© JUNGE FREIHEIT Verlag GmbH & Co.  www.jungefreiheit.de  32/12 03. August 2012

Rechtsfreier Raum
Bundestag: Nach der Entscheidung des Bundesverfassungsgerichts steht Deutschland ohne Wahlrecht da
Michael Martin

Deutschland hat derzeit kein gültiges Wahlrecht. Das Bundesverfassungsgericht hat in der vergangenen Woche die von der schwarz-gelben Koalition beschlossene Reform des Wahlrechts gekippt und zentrale Bestimmungen des Gesetzes für verfassungswidrig und damit unwirksam erklärt (Kommentar Seite 2).

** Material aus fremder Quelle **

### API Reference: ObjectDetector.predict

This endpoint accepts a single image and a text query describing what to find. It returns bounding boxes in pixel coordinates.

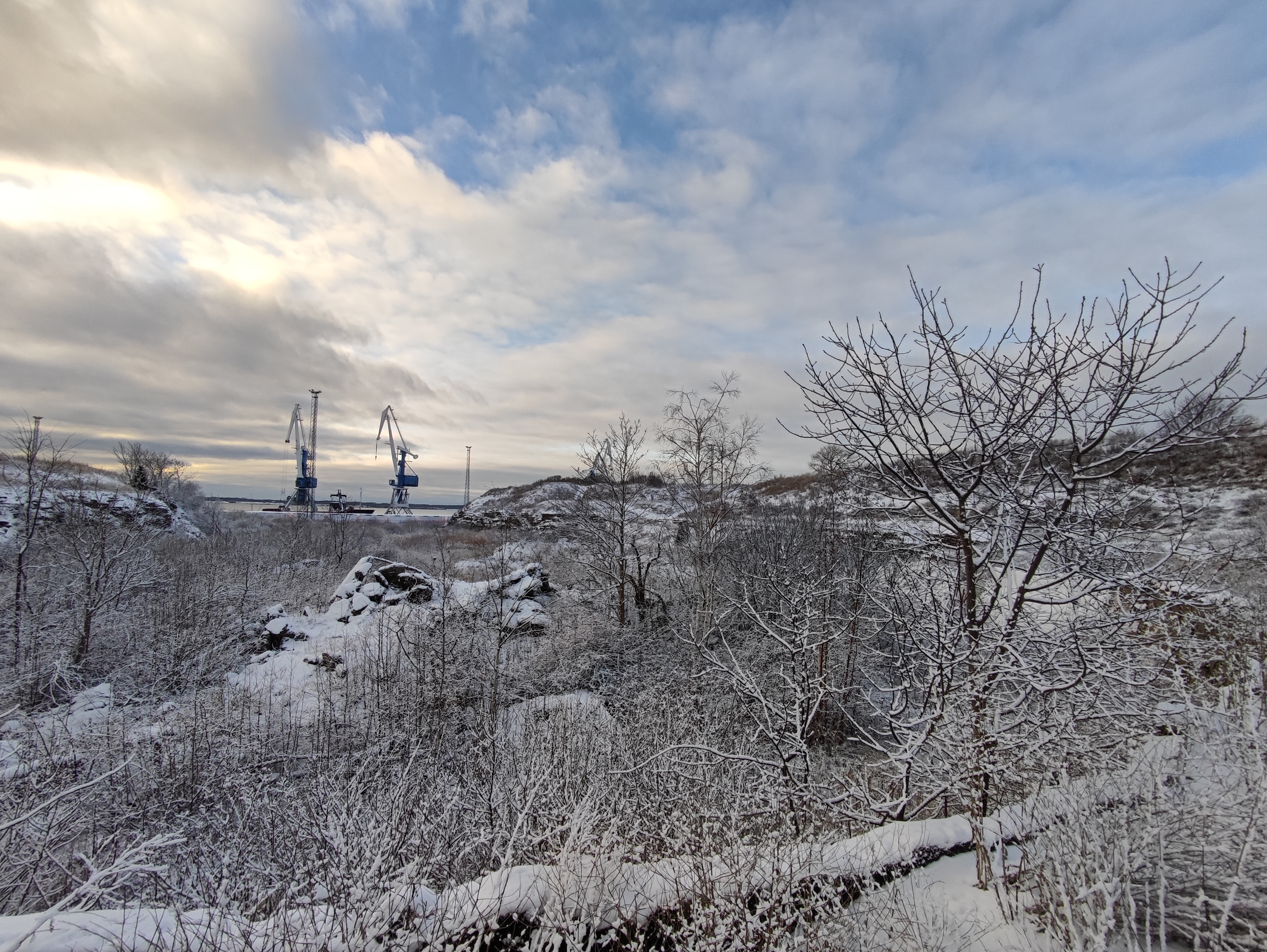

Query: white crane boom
[286,403,307,450]
[374,403,418,460]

Für die Bundesregierung ist dies eine schallende Ohrfeige. Denn bereits die zuvor geltende Regelung wurde 2008 von den Karlsruher Richtern teilweise kassiert. In der Folge hatte die schwarz-gelbe Koalition zwar mit allen Fraktionen gesprochen, am Ende aber im Alleingang unter anderem eine Neuregelung der Vergabe von sogenannten Überhangmandaten beschlossen. Die Opposition und rund 3.000 Bürger hatten daraufhin in Karlsruhe geklagt.

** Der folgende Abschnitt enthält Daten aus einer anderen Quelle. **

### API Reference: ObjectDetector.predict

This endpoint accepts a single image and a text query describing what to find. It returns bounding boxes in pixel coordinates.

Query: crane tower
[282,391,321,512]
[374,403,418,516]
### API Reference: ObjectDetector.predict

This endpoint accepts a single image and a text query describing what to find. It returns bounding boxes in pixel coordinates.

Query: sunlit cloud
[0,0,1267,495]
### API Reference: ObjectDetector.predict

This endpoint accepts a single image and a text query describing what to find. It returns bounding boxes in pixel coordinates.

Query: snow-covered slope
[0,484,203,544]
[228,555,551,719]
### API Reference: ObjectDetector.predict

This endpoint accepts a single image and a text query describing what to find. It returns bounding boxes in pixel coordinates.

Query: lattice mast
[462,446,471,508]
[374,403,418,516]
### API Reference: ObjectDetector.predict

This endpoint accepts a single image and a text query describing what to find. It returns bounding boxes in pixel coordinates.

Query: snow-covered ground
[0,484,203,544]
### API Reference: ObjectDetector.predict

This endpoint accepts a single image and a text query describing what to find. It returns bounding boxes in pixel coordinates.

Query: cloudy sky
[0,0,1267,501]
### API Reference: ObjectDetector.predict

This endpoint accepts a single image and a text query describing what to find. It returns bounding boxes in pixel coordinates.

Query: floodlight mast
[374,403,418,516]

Entsprechend hämisch fielen nun die Reaktionen aus. Nach Meinung von SPD-Fraktionschef Frank-Walter Steinmeier hat das Gericht der Kanzlerin die Grenzen aufgezeigt und klargestellt, daß zu viele Überhangmandate das Wahlergebnis verzerrten. „Diesen Grundsatz kann auch Frau Merkel nicht außer Kraft setzen. Sie hat das Wahlrecht für Machtpolitik zu mißbrauchen versucht.“ SPD-Chef Sigmar Gabriel twitterte, die Regierung habe versucht, „ein Wahlrecht zu ihren Gunsten durchzupauken“. Konkret hatten die Richter die Regelung beanstandet, nach der die Zahl der Mandate auf die einzelnen Bundesländer verteilt wird, sowie die Verwertung der Reststimmen. Zudem bemängelten sie, daß es für Überhangmandate weiterhin keinen Ausgleich für andere Parteien gebe.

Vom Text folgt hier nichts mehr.